IJDH 2022 Publication in The Lancet Regional Health – Americas Urges the UN to Provide Cholera Victims with Compensation in Light of Its Impending Announcement on Elimination

March 25, 2022 – As the UN prepares to announce cholera’s official elimination from Haiti, today’s publication in The Lancet Regional Health – Americas by Dr. Susan Bartels, Associate Professor in the Department of Emergency Medicine at Queen’s University, and Sandra Wisner, Senior Staff Attorney at the Institute for Justice & Democracy in Haiti (IJDH), documents the UN’s refusal to eliminate the continued misery caused by its reckless introduction of cholera to Haiti in 2010, and to satisfy its international law obligations. 

Last month, the UN Deputy Secretary-General explained that eliminating cholera from Haiti would allow them to cross “the finish line” and “close the tragic chapter of cholera” with dignity. However, today’s publication explains that elimination “does not remove the need for the UN to provide meaningful reparations for the loss and devastation suffered,” that victims have been fighting for over the last 11 years. As Sandra Wisner, one of the authors of the publication, notes, “There is no finish line for children forced to leave school because they could not afford the fees after the UN’s cholera killed their parents; there is no closing the chapter for families still struggling with debts from lost wages, medical treatment, and funeral expenses.” Six years following the outbreak, the UN apologized to Haitians for its role and promised to provide material assistance to those most affected. However, to date, no compensation has been paid.

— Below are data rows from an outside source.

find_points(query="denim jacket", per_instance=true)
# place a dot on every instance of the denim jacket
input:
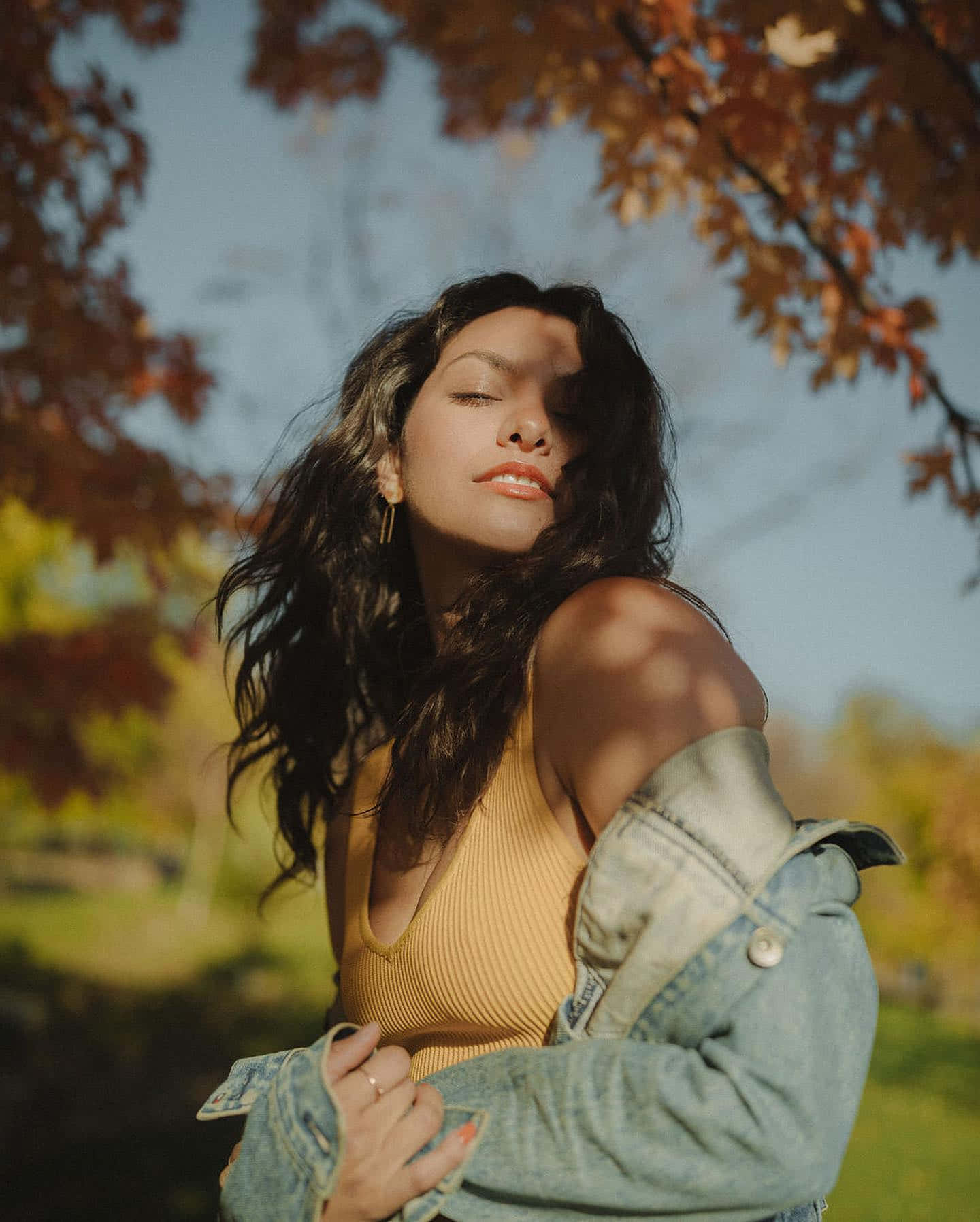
(709, 1063)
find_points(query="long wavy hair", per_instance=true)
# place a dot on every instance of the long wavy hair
(336, 652)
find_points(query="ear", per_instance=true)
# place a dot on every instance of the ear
(389, 468)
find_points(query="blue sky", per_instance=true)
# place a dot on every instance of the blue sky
(282, 240)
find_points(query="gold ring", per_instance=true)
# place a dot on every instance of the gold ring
(373, 1080)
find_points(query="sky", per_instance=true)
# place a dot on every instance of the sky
(284, 239)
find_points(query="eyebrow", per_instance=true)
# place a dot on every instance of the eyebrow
(491, 359)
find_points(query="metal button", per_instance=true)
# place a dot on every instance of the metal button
(765, 947)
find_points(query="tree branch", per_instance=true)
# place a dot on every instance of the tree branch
(864, 301)
(958, 71)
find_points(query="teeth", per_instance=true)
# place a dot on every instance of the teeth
(516, 479)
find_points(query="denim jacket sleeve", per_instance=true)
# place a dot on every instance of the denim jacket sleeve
(725, 1091)
(730, 1126)
(736, 1125)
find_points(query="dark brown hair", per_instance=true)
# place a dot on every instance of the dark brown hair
(336, 652)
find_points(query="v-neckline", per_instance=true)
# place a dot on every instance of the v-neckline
(367, 933)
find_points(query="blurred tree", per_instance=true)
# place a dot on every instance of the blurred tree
(813, 144)
(87, 655)
(78, 351)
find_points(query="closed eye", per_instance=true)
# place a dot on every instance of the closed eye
(478, 397)
(471, 397)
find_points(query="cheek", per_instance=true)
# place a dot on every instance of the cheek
(440, 448)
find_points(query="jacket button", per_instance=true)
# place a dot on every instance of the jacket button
(765, 947)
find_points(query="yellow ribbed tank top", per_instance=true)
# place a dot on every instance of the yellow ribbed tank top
(485, 961)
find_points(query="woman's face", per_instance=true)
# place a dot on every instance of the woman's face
(502, 393)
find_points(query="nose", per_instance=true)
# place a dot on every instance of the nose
(528, 429)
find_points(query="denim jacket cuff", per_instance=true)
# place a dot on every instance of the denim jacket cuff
(293, 1139)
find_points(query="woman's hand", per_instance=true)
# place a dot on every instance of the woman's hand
(385, 1131)
(382, 1132)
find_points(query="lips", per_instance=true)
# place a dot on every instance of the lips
(519, 468)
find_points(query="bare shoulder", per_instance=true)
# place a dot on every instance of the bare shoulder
(627, 674)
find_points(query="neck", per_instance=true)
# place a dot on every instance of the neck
(442, 571)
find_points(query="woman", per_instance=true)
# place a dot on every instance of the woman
(525, 437)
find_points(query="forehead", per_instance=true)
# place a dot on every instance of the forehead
(525, 336)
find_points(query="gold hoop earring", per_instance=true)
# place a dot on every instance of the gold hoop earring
(388, 523)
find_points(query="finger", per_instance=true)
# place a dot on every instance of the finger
(374, 1077)
(414, 1128)
(425, 1172)
(346, 1054)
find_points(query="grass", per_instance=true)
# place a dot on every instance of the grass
(120, 1013)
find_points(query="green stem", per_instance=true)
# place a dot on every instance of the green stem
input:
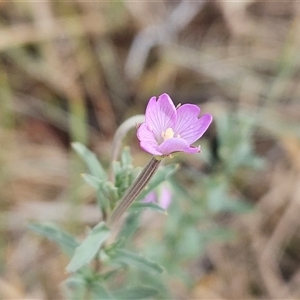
(134, 189)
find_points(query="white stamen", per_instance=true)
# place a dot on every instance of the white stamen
(168, 134)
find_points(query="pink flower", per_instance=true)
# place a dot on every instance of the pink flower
(168, 130)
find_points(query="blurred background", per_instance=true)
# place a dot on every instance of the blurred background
(75, 70)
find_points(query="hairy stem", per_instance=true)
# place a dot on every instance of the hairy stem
(134, 189)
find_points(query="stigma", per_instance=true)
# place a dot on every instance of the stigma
(168, 134)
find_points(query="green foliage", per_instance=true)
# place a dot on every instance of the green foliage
(131, 259)
(124, 172)
(88, 249)
(189, 227)
(53, 232)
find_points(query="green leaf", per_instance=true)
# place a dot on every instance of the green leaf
(88, 249)
(126, 158)
(137, 293)
(139, 206)
(160, 176)
(131, 259)
(107, 193)
(90, 159)
(74, 287)
(100, 292)
(53, 232)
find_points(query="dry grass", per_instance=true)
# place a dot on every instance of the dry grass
(64, 62)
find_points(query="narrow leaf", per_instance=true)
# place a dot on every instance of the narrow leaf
(88, 249)
(137, 293)
(160, 176)
(139, 206)
(132, 259)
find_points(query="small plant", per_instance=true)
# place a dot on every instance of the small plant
(101, 264)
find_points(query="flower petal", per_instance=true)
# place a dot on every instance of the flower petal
(150, 148)
(160, 115)
(176, 145)
(147, 139)
(188, 126)
(165, 198)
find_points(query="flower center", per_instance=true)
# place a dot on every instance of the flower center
(168, 134)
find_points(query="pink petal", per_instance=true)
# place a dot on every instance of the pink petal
(188, 126)
(160, 115)
(176, 145)
(145, 134)
(150, 197)
(165, 197)
(147, 140)
(150, 149)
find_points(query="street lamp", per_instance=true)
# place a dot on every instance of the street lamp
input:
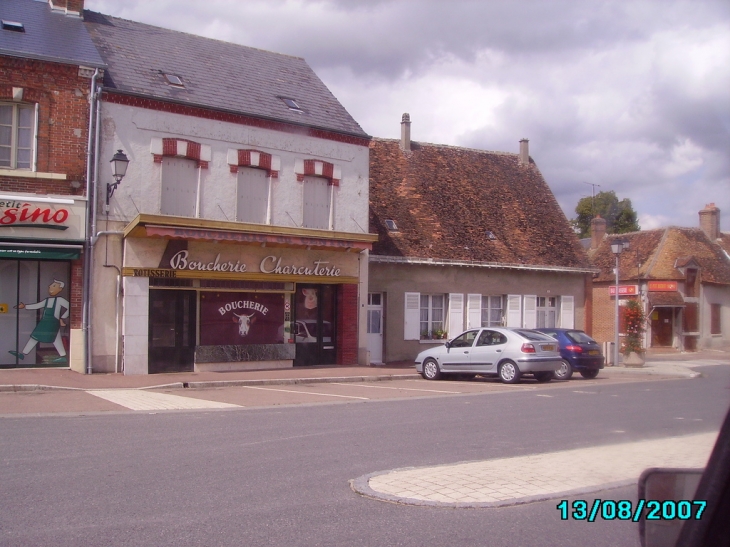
(119, 168)
(617, 247)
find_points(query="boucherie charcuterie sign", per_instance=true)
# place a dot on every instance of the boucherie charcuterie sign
(271, 264)
(42, 217)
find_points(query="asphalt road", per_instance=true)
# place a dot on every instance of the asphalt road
(279, 475)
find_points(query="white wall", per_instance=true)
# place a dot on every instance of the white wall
(132, 129)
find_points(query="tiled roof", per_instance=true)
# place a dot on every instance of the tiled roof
(49, 35)
(216, 74)
(446, 199)
(659, 253)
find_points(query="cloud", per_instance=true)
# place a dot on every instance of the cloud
(631, 96)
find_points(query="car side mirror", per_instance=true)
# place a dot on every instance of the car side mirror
(667, 493)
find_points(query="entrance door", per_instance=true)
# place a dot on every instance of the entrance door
(314, 325)
(172, 331)
(375, 327)
(662, 327)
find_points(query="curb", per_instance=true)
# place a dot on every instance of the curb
(361, 486)
(218, 383)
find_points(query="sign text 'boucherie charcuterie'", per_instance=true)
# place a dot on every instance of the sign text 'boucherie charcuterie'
(268, 265)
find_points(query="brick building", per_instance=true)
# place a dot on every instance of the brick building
(45, 87)
(681, 277)
(238, 238)
(468, 238)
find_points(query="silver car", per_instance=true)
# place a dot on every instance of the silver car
(506, 352)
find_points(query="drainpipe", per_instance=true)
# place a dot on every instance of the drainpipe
(91, 148)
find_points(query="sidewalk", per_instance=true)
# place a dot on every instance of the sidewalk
(675, 364)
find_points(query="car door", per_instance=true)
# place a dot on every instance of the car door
(457, 354)
(487, 351)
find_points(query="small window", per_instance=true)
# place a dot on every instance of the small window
(174, 80)
(715, 319)
(14, 26)
(291, 104)
(17, 128)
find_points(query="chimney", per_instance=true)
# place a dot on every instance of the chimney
(405, 132)
(69, 7)
(598, 231)
(524, 152)
(710, 221)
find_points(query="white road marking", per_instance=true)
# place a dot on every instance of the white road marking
(396, 388)
(136, 399)
(307, 393)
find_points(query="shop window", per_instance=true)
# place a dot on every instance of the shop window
(691, 318)
(715, 319)
(252, 195)
(240, 318)
(34, 323)
(17, 126)
(179, 187)
(492, 311)
(317, 203)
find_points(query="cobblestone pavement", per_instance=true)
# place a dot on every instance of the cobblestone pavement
(523, 479)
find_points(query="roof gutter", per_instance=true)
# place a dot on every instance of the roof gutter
(476, 264)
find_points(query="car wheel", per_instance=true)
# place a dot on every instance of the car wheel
(431, 370)
(509, 373)
(543, 377)
(565, 372)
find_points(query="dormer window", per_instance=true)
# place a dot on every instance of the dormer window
(292, 104)
(174, 80)
(13, 26)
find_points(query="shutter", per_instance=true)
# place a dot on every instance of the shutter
(567, 313)
(412, 316)
(530, 317)
(514, 310)
(456, 314)
(473, 311)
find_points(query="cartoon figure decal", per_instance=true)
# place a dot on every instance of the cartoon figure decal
(244, 323)
(48, 328)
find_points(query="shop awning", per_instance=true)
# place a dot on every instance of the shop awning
(666, 300)
(244, 233)
(30, 251)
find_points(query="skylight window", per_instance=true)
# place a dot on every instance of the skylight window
(174, 80)
(292, 104)
(15, 26)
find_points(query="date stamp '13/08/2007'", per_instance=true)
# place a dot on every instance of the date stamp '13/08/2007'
(625, 510)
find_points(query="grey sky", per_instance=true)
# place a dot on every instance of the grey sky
(631, 95)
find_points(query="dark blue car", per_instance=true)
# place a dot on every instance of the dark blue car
(580, 353)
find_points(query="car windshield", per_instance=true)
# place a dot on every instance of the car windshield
(580, 337)
(533, 335)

The publication references two studies from 2017 and 2019 that illustrate the struggle that Haitian families continue to face in trying to remedy the lasting socioeconomic impacts of the epidemic without any compensation from the UN. It notes, “Today, 11 years after the introduction of cholera, those harmed by the epidemic are worse off in the absence of effective remedy that is rightfully due to them.” Instead, the UN has provided a few development projects that do not target victims but that instead aim to satisfy basic needs that citizens already have a right to.

The publication urges the UN to provide cholera victims with the ‘material assistance’ committed to them over five years ago.